Investors in residential mortgage-backed securities believe home prices will hit bottom but default rates will improve in the next 12 months, according to a survey by a unit of Standard & Poor's Corp.
The survey tracks valuation projections by 64 financial companies that are active in the U.S. and European structured finance markets. It was conducted from Sept. 14 to Oct. 16, and S&P released the results last week.
Compared to a survey taken three months earlier, expectations for loan default rates included in 2007-vintage securities declined by 12 percentage points, from 30%, for alternative-A loans and to 23%, from 30%, for subprime loans.
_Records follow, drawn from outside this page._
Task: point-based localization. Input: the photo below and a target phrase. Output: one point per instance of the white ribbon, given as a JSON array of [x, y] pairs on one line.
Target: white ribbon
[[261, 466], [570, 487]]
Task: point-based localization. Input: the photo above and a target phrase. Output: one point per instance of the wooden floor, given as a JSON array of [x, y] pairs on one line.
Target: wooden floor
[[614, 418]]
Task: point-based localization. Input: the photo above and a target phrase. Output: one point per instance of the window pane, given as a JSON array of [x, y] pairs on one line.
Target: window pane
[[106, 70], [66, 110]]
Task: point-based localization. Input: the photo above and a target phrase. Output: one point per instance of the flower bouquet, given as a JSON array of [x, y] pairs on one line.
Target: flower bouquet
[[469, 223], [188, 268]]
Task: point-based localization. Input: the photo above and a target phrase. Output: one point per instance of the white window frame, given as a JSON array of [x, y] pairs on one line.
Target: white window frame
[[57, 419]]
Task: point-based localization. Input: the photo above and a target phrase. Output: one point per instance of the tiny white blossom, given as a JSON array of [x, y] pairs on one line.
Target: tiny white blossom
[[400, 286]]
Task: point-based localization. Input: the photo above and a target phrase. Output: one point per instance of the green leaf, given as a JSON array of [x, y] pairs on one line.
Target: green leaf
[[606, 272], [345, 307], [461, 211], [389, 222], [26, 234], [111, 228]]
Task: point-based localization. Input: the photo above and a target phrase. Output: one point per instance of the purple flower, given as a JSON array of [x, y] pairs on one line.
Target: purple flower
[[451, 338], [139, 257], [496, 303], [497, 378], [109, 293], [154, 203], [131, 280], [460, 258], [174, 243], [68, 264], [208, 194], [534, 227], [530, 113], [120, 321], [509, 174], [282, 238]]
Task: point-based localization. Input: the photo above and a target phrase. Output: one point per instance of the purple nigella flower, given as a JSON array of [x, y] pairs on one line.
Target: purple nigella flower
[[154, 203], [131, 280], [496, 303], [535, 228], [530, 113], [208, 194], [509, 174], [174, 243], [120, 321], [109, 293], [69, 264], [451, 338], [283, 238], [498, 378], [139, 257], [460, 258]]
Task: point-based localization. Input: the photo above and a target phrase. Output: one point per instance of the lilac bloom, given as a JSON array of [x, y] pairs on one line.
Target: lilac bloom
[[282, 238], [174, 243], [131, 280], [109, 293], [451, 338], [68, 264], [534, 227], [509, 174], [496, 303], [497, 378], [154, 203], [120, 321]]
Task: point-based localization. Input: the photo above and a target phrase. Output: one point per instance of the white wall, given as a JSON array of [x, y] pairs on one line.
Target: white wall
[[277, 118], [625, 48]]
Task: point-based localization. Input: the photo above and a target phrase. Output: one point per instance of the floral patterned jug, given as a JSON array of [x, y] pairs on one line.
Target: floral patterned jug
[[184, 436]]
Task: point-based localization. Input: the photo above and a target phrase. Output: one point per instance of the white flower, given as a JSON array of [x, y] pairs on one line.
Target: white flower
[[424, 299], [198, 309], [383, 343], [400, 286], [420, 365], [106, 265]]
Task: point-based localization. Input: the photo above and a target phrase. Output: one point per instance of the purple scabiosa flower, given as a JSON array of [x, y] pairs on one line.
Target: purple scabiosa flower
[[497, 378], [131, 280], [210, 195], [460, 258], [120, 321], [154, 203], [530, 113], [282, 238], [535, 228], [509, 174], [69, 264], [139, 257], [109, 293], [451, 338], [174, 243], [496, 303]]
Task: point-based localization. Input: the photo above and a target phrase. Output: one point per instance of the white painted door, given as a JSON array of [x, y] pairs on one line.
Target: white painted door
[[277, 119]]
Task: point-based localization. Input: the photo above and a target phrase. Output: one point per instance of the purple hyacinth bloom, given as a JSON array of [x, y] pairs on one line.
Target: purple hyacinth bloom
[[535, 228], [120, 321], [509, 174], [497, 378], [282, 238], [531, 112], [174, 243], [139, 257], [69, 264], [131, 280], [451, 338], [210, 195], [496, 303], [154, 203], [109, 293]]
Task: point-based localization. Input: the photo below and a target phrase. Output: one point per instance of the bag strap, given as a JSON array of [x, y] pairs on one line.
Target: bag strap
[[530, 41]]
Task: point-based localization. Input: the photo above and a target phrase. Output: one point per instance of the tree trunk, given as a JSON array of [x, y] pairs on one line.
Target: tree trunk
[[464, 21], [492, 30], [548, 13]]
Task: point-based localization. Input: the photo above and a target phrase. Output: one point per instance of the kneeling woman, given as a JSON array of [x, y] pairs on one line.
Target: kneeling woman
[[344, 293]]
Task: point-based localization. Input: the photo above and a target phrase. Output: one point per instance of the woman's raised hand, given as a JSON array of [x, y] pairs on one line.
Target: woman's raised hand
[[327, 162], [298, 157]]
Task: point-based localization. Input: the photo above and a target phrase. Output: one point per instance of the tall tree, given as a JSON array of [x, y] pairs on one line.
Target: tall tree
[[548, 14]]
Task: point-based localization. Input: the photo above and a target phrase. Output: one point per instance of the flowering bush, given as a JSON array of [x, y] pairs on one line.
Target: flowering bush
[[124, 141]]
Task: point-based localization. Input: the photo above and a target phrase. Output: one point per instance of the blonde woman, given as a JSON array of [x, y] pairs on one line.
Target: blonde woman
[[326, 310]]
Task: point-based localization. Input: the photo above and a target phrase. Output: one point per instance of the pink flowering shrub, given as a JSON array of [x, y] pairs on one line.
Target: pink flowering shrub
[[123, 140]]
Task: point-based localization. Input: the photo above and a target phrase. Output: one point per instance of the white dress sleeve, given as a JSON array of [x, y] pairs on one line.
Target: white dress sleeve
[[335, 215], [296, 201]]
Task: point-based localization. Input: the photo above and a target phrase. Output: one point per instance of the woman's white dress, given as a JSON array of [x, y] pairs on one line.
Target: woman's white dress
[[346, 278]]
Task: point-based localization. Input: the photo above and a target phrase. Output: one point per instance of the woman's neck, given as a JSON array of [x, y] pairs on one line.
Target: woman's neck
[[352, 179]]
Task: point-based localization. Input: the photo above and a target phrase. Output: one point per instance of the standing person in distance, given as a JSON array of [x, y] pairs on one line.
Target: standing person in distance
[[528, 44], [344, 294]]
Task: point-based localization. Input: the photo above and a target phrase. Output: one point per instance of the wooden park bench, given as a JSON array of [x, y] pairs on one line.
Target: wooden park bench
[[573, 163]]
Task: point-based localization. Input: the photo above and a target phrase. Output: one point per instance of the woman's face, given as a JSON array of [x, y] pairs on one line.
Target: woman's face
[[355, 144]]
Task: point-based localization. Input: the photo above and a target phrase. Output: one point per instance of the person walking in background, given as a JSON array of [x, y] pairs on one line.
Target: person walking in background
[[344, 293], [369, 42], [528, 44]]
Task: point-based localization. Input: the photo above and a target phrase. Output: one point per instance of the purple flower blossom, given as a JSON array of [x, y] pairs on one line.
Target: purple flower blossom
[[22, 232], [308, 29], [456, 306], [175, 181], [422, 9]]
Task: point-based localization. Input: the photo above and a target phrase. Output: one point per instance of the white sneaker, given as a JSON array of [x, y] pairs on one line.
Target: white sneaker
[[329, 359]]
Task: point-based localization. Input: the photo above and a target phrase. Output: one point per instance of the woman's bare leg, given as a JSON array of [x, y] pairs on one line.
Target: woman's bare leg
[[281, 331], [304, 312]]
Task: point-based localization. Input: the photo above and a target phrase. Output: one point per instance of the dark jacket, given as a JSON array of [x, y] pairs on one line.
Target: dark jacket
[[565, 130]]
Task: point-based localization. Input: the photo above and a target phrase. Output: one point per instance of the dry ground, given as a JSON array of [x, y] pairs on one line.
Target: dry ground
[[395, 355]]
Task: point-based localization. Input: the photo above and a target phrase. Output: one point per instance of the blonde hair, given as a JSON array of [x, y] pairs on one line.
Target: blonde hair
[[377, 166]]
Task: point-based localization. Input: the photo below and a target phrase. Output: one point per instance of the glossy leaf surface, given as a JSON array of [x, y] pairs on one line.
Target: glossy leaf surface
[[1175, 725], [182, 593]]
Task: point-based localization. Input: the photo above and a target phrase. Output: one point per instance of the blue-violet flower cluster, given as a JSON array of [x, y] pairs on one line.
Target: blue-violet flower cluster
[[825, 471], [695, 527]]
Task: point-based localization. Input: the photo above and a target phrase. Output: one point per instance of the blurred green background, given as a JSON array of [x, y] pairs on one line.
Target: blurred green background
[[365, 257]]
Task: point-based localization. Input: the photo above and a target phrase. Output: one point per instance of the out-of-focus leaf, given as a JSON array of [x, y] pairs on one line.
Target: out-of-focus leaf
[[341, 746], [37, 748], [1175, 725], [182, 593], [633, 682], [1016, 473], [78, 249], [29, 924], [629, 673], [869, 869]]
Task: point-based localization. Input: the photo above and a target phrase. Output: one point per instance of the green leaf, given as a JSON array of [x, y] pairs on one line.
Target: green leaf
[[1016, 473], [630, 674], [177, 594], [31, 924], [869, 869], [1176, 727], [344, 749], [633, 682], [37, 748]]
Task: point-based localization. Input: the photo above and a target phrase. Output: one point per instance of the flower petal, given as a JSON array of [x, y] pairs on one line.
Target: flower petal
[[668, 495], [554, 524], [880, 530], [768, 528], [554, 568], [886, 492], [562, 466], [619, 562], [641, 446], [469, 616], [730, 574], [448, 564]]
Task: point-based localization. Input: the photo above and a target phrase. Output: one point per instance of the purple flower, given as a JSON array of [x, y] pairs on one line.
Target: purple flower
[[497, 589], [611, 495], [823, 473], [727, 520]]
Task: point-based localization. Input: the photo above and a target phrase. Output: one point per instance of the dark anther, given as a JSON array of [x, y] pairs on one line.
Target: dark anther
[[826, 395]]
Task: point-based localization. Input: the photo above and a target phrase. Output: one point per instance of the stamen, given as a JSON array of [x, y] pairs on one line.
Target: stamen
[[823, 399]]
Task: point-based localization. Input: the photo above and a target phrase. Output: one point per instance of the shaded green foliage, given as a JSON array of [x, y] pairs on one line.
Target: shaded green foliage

However, prime fixed-rate loan delinquencies for 2007-vintage residential mortgage-backed securities rose from 2% to 4%.
"Because the majority of poorly performing securitized U.S. mortgage loans have already defaulted or paid down, default rate forecasts for underlying collateral on U.S. alt-A and subprime [residential mortgage-backed securities] are stabilizing versus expectations for U.S. prime" bonds, said Peter Jones, the global head of S&P's valuation scenario services business.
"Furthermore, default-rate expectations for U.S. mortgage loans — although improving across most asset classes — remain significantly higher than [for] U.K. loans, which are expected to deteriorate across all classes," he said.